En 2004, vous réalisiez Akoibon. Et depuis : plus rien. Qu’est-ce qui, 13 ans plus tard, a nourri cette nouvelle envie de mise en scène ?

J’ai attendu longtemps parce que les spectacles qu’on a montés ces dernières années ont nécessité beaucoup de travail et d’énergie. Et, un beau jour, j’ai senti que la prochaine histoire que je souhaitais raconter serait destinée au grand écran. Avec Ouvert la nuit, j’avais à coeur de faire un road movie, de filmer les choses en mouvement, d’immortaliser Paris la nuit… J’avais cette envie d’un film qui virevolte, où le spectateur, comme la caméra, est souvent en retard sur le personnage puis finit par le rattraper in extremis. Je ne voulais surtout pas d’un truc qui donne le cafard avec l’emploi du champ/contre-champ.

Luigi, votre personnage, a une nuit pour regagner la confiance de son équipe et sauver son théâtre. Pour cela, il multiplie les rencontres  dans le Paris nocturne. Aviez-vous, dès le départ, identifié certains quartiers à sonder ?

Je savais ce qu’aimait mon héros.
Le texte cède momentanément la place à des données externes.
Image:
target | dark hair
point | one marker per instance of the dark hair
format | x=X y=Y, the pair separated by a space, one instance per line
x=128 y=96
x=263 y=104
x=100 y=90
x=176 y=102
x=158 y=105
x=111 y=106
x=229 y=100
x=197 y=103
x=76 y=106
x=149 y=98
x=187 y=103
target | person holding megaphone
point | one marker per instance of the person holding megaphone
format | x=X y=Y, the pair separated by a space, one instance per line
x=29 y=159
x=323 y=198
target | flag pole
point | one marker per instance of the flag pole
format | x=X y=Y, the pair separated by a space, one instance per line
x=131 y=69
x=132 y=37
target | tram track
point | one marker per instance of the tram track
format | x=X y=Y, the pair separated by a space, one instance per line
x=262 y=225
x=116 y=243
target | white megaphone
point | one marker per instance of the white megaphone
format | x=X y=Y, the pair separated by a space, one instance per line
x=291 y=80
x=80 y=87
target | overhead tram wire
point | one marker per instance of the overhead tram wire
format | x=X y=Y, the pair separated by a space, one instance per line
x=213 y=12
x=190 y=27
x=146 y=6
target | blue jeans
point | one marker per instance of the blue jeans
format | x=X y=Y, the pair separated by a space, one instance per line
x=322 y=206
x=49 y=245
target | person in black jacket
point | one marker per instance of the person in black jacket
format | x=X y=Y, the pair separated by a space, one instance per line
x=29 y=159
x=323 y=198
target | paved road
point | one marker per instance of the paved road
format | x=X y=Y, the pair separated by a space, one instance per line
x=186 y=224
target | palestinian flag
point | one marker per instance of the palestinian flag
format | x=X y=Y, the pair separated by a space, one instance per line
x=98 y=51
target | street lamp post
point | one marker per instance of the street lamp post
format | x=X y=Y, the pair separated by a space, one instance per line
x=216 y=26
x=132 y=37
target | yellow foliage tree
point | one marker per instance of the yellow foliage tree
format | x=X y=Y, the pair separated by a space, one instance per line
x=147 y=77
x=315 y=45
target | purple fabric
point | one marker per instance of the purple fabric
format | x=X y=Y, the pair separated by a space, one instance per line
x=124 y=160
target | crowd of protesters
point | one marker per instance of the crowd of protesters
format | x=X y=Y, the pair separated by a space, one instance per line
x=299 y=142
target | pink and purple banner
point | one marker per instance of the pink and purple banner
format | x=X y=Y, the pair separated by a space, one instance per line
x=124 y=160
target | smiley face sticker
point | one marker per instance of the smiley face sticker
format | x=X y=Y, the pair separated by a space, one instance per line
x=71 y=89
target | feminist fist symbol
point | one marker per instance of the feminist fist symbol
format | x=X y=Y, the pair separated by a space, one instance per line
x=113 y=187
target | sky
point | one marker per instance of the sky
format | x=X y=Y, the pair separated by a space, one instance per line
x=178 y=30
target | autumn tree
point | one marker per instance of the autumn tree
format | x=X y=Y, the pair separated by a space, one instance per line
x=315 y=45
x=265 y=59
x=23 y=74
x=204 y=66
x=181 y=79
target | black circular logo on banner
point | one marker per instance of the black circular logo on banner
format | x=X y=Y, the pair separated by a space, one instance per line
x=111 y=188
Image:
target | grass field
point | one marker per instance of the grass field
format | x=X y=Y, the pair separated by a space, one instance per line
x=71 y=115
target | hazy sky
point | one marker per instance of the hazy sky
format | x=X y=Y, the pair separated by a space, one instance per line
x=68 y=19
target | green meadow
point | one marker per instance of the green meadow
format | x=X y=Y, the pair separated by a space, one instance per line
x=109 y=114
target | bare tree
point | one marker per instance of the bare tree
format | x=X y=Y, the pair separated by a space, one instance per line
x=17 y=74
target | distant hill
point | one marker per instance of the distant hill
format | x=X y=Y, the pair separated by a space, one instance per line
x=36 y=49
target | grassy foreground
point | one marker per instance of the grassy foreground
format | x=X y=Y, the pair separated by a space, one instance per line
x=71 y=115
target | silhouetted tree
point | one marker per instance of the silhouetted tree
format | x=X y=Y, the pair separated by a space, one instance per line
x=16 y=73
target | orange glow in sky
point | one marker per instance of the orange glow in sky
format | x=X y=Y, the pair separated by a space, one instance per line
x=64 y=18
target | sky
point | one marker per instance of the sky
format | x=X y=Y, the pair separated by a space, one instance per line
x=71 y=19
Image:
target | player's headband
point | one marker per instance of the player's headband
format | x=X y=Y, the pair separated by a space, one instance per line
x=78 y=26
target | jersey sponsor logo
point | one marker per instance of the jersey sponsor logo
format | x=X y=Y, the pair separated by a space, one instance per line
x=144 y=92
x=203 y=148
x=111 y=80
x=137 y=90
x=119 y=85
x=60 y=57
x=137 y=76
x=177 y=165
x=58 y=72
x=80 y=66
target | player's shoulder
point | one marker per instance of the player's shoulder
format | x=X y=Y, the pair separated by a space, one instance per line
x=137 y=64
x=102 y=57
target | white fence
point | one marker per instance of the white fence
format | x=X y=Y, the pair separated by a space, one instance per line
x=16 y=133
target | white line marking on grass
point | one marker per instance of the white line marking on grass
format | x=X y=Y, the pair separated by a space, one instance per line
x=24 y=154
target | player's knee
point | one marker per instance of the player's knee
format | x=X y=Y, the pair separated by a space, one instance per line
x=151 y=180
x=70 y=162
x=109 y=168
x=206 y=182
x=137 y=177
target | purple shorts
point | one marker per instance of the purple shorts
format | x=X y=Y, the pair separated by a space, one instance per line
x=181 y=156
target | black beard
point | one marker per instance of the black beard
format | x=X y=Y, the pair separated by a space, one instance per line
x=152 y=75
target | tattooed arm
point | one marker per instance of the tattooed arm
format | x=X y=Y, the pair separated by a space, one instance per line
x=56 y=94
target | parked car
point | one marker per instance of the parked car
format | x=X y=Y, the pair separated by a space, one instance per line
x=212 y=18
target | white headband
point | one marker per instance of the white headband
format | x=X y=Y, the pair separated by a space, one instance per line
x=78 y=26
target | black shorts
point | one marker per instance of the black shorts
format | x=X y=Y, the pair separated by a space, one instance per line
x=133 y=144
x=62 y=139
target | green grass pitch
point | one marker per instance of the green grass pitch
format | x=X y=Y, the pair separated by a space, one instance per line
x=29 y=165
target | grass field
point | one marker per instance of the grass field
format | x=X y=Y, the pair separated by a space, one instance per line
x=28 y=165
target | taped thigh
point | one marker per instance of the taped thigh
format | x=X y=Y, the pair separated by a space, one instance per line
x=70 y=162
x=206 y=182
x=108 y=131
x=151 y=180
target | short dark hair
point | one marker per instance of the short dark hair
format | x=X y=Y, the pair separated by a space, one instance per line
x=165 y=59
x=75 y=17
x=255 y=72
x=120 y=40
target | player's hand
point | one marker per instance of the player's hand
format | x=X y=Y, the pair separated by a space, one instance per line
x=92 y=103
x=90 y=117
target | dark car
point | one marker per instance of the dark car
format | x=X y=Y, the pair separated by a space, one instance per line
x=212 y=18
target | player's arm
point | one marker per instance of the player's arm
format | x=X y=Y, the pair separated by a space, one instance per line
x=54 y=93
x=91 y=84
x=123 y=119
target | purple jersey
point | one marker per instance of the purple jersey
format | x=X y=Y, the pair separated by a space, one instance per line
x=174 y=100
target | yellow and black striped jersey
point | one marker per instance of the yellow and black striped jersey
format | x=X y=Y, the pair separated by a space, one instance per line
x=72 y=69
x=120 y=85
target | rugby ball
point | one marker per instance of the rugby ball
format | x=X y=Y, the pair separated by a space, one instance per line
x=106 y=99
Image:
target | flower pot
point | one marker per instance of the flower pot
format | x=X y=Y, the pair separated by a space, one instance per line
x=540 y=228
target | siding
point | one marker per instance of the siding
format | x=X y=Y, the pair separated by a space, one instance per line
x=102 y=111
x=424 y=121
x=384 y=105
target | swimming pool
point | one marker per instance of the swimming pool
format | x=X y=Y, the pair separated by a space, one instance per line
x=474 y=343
Et j’avais des ambiances en tête, des types d’endroits, des personnages, un barman ici, un cuisinier là… Mon intention était d’évoquer un Paris ni nostalgique ni branché. J’avais aussi ces images d’un bar-tabac ouvert 24h/24, un peu crado, avec quelques piliers mi-clodos, mi-poètes ; d’un autre grand bar, façon rive gauche ; d’un lieu de nuit comme Castel, plus mondain, avec des ragots sur le milieu du spectacle ; des lieux plus neutres, comme par exemple une épicerie… Je voyais ce qui allait m’influencer et me suis laissé aller à l’instinct.

Sans vous connaître vraiment, on a l’impression que Luigi, c’est un peu vous. A-t-on raison de le penser ?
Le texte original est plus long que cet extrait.